For H5N1, the “tree” grew and shrunk from 1999 to 2006, as it moved over the landscape infecting new hosts.
“The idea of this evolutionary tree of the virus,” says Janies, “is to help predict where the next outbreak of the virus is likely to occur. The map gives us a whole new way of seeing the virus in action and understanding what it is—and isn’t—doing. In the meantime, we are working on mapping other diseases, such as MERS and H7N9.”
The role birds play in the origin and spread of flu is a fairly recent discovery, going back only to the 1990s, says Janies. “Influenza has many, many strains and most live in birds. Often those strains get into mammals and humans.”
One of the central questions in influenza research was which birds were the chief culprit in the spread of avian flu. The usual suspects were migrating wild birds and chickens and ducks sold and then shipped to distant locations.
With Supramap, Janies has found that domestic fowl were to blame in Indonesia, but in other regions both wild and domestic birds are responsible. In one interesting case, a smuggled eagle carrying the flu virus was caught in customs after being transported thousands of miles from Bangkok to Brussels.
Asia heads the list of places where most flus originate, but Janies is quick to point out that H1N1 began in Mexico, California and Texas.
“We are not doing a good job of observing flu around the world,” he adds. The World Health Organization operates the influenza surveillance system in partnership with national governments and places its limited number of observers in major cities. Flu in rural areas often goes undetected.
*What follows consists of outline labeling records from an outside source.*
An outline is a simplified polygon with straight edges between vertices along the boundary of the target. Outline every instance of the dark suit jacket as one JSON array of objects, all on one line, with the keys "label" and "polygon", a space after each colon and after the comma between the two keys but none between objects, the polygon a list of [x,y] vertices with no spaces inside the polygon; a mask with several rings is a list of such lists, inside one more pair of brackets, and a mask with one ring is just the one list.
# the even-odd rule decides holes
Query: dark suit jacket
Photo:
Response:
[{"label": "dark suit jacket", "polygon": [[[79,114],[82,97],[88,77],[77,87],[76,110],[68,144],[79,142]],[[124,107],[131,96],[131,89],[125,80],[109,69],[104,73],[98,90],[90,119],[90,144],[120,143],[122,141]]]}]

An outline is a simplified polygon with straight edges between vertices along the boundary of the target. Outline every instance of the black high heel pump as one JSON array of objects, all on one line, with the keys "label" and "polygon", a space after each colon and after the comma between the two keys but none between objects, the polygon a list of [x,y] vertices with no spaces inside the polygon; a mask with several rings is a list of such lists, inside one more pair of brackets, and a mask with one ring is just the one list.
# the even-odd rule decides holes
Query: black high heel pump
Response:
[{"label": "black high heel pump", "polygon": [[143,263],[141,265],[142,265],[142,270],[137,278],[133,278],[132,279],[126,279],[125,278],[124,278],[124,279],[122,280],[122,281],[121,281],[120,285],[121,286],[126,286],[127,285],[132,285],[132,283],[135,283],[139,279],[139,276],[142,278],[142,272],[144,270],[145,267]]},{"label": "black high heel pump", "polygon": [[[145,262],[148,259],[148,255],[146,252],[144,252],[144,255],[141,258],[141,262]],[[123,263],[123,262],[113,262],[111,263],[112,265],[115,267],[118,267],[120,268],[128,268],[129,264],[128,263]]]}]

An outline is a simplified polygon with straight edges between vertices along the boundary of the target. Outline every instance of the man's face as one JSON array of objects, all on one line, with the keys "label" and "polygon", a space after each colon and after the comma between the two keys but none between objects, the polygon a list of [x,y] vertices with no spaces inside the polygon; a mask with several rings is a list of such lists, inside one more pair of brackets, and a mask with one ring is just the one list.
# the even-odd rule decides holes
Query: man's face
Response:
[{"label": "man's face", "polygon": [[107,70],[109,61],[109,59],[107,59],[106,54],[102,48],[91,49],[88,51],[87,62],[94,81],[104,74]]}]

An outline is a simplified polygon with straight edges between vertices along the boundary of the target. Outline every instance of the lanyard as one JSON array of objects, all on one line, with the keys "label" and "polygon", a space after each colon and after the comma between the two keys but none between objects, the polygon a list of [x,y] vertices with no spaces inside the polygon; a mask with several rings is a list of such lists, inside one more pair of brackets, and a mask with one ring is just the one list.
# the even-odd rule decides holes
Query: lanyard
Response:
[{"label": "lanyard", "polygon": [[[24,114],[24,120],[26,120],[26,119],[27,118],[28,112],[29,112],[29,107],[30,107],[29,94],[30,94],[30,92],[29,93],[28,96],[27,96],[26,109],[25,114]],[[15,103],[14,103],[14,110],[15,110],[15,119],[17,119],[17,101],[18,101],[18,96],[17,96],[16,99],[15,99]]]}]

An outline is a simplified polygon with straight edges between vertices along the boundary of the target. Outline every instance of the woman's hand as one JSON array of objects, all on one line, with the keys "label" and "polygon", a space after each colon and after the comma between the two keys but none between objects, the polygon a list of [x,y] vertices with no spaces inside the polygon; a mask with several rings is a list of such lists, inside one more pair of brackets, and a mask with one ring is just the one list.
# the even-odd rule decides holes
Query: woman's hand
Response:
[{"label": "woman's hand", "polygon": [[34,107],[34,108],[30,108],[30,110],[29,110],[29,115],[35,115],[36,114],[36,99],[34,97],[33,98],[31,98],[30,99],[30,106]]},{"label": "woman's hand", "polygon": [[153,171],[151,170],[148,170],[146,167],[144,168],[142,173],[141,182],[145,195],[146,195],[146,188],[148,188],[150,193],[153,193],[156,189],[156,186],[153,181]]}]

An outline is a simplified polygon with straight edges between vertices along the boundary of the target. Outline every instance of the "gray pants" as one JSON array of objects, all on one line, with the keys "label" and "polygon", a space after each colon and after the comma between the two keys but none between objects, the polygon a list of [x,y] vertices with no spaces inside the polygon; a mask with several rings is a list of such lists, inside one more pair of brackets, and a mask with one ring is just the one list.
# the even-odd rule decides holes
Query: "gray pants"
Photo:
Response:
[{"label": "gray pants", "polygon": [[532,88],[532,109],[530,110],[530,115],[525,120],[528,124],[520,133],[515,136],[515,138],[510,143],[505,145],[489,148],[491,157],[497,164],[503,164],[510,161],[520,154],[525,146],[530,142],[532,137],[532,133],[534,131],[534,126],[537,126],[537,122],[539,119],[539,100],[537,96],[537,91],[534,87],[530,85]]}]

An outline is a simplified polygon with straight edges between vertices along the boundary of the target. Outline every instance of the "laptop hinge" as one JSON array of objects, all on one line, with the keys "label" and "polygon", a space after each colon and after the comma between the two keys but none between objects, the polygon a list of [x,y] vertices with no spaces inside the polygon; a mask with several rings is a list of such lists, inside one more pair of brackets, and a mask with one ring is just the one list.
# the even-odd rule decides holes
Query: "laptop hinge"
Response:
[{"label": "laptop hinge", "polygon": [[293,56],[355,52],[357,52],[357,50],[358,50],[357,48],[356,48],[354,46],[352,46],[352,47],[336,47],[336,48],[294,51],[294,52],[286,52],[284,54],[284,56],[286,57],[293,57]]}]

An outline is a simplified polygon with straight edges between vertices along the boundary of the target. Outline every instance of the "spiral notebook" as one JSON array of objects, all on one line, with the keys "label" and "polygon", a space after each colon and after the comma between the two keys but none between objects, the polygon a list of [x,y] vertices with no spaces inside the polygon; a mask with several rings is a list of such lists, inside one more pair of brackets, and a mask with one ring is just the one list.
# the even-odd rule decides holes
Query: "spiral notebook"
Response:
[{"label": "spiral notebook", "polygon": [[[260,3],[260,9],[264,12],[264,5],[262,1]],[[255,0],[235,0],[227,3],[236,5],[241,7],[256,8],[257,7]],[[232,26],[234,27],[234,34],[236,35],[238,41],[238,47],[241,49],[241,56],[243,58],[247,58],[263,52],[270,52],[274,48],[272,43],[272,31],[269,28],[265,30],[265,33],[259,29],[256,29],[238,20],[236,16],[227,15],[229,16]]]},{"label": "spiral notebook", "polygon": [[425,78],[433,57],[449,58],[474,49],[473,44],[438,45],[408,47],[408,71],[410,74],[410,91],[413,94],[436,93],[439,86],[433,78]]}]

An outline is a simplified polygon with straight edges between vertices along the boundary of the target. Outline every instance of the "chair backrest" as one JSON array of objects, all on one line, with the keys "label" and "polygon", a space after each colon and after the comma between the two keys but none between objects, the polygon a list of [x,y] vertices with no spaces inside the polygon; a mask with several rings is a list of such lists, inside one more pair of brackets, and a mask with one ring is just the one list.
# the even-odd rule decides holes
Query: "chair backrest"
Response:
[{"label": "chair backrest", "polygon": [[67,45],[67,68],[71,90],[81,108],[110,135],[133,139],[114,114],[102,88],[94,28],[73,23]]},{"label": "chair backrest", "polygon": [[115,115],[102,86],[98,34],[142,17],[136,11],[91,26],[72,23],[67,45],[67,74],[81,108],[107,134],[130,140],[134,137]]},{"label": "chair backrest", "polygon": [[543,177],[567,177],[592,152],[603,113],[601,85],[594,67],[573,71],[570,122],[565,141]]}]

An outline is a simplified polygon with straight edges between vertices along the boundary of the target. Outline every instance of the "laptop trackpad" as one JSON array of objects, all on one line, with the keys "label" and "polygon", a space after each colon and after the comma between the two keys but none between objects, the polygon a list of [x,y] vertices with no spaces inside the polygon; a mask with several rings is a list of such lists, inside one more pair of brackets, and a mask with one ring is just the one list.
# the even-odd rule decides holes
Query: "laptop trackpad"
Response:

“Until a few years ago,” says Janies, “we just knew about influenza in Johannesburg and Cairo. We didn’t know anything about the rest of the continent of Africa. Without comprehensive influenza surveillance data, and the means to put it in context to inform inoculation programs, influenza prevention will struggle.”
When a pandemic breaks out, disease circles the globe, often leaping from species to species. Supramap doesn’t just track the spread of viruses, it tracks how the viruses are mutating as they jump into new hosts and encounter new medicines. Using Supramap, scientists might be able to stay ahead of the virus mutation curve and figure out when to switch medicines as the microbes adapt and develop resistance.